I kind of like the idea of having that being parameters but where it does not scale is for the MachineVerifier. Again that thing is added automatically and feeding the proper parameters to the pass seems complicated in the current scheme.
>
> In fact I think we should change MachineLICM to not rely on the isSSA property to detect whether it runs before or after regalloc. We should rather have a switch in the constructor that configures that.
>
>>
>>> The later style can already be seen in the MachineScheduler/PostMachineScheduler which both use the same base class but are specialized into two independent passes.
>>>
>>>>
>>>> Again, I believe this is a naming problem, but I don’t have a great naming, CanUseVRegs maybe?
>>> It's not even "CanUseVRegs" because we actually can and do use: Most frame lowering code creates temporary vregs (that are replaced by physregs in PrologueEpilogueInserter) so all this means is "NoVRegs between passes" (and for that see above for splitting into different passes).
>>
>> That’s what I meant. I am fine with such name.
>>
>>>
>>>>
>>>> Also, staying on that example, what would be the default value in that case?
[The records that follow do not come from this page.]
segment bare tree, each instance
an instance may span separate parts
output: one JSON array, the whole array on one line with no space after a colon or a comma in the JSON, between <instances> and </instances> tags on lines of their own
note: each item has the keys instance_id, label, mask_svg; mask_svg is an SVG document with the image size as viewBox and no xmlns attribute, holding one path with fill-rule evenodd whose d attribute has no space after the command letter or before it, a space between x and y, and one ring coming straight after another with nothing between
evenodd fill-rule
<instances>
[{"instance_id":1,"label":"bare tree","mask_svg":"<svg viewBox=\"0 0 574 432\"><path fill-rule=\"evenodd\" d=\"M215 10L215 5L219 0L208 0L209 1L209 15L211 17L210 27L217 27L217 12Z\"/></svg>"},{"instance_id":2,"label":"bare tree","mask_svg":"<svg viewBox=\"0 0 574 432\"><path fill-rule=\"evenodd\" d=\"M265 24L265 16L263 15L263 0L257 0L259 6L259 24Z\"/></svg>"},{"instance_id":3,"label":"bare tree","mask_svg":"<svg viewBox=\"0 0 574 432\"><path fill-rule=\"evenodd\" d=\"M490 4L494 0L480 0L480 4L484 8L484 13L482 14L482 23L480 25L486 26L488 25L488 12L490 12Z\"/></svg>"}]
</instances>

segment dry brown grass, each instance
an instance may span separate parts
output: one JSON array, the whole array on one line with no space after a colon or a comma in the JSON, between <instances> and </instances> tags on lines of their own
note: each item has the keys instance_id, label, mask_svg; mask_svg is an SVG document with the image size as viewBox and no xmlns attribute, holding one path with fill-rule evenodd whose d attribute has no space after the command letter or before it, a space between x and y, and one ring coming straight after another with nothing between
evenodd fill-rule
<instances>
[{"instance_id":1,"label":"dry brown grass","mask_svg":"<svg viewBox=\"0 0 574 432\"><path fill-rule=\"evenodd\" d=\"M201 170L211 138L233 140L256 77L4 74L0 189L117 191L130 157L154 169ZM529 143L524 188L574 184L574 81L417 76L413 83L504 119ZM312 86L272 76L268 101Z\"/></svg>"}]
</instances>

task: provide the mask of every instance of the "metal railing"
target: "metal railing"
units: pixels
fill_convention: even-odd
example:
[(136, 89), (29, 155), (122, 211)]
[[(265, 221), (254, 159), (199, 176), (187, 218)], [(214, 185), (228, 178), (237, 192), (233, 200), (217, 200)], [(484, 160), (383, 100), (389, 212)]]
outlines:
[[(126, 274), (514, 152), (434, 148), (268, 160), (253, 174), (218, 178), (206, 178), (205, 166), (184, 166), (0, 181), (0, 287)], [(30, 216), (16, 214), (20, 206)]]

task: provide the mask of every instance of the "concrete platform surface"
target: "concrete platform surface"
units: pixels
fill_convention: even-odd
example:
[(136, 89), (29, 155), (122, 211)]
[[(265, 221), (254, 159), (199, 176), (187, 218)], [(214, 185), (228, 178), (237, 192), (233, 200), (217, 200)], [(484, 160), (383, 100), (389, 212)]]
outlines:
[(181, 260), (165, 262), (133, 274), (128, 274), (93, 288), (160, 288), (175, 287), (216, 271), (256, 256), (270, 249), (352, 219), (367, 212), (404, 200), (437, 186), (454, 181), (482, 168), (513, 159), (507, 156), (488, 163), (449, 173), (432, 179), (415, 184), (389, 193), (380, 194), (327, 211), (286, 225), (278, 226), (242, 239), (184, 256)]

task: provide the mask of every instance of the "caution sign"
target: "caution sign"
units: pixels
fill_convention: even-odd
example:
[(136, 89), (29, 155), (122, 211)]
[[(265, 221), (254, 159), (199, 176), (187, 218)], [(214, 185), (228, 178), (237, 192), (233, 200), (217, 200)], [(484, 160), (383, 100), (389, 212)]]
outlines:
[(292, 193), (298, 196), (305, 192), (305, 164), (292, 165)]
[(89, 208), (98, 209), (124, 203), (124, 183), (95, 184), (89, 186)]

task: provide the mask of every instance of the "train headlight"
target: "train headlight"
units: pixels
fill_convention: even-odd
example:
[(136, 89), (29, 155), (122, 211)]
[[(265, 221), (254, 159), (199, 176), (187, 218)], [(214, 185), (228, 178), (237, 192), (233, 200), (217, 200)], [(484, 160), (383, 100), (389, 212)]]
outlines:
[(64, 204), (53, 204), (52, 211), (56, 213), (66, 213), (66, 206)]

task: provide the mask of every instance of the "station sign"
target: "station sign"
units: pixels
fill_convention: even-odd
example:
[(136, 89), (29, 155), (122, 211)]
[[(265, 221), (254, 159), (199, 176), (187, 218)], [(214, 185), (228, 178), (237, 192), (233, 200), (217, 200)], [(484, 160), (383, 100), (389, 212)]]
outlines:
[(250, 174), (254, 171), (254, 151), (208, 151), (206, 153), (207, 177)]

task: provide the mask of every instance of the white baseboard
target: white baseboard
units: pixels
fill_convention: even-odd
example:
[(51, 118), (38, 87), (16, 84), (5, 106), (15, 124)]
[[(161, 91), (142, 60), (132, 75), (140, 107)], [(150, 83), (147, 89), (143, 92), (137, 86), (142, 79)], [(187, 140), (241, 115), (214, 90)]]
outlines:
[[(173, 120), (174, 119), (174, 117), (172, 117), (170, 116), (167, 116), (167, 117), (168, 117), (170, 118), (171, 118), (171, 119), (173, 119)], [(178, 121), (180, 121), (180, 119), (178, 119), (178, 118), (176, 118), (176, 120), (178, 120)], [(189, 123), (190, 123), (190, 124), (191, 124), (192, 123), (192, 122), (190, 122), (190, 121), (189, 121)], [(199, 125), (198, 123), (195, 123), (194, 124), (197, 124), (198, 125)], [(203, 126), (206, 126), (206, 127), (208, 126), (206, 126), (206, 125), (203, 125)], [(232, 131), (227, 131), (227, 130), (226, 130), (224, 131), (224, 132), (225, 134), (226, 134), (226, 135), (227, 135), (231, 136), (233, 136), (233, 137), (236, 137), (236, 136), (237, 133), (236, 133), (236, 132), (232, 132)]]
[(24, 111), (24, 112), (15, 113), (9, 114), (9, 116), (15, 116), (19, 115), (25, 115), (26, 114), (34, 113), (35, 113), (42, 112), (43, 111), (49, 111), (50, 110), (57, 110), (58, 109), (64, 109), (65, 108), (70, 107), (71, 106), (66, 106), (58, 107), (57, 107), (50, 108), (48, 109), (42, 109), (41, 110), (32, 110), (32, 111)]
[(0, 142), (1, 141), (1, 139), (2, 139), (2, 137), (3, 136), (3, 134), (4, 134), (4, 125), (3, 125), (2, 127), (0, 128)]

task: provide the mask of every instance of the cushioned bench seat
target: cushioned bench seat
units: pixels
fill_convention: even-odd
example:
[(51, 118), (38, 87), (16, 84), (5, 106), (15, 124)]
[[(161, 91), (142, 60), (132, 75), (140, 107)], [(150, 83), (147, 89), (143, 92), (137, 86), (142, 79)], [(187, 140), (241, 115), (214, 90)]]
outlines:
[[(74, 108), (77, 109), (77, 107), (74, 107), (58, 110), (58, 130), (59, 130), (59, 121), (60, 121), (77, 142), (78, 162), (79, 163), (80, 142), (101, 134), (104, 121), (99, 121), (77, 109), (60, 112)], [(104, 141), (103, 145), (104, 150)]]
>>> Again I believe this to be a property of scheduling passes correctly not a property of the MachineIR. If there is no semantic difference in the two functions above then it would be best if they are the same.
>>> If anything we would need this to be a property of the passes and have some pass verification layer on top that checks the correct order of the passes. However I personally find the assert()s strong enough to catch typical errors here so we do not need extra machinery…
>>
>> We already have this “extra” machinery… I don’t see what you do not like with that.
>> Also if you go in that direction, then isSSA shouldn’t be a property as well we can recompute it as well, but again I believe those are two different goal and I do like the property machinery.
>
> This is exactly why I have another patch out there that does not print or parse isSSA in .mir files but computes it instead.
> I think of isSSA as a cached analysis result. I can always recompute the information but checking the bool field and keeping it up to date is faster than checking all vregs for the SSA property in multiple time throughout codegen.
Same here, even if you get isSSA == yes, that does not mean you want to preserve that. E.g., if the function is just a BB and it happens to be in SSA.
>
> I can live with the machinery. What I find annoying/wrong with CanUseVRegs is that we have a property in the MI that has no semantic meaning at all, it seems to be purely a configuration setting for the passes we run on a given MI function.
At least, it has a semantic for me :).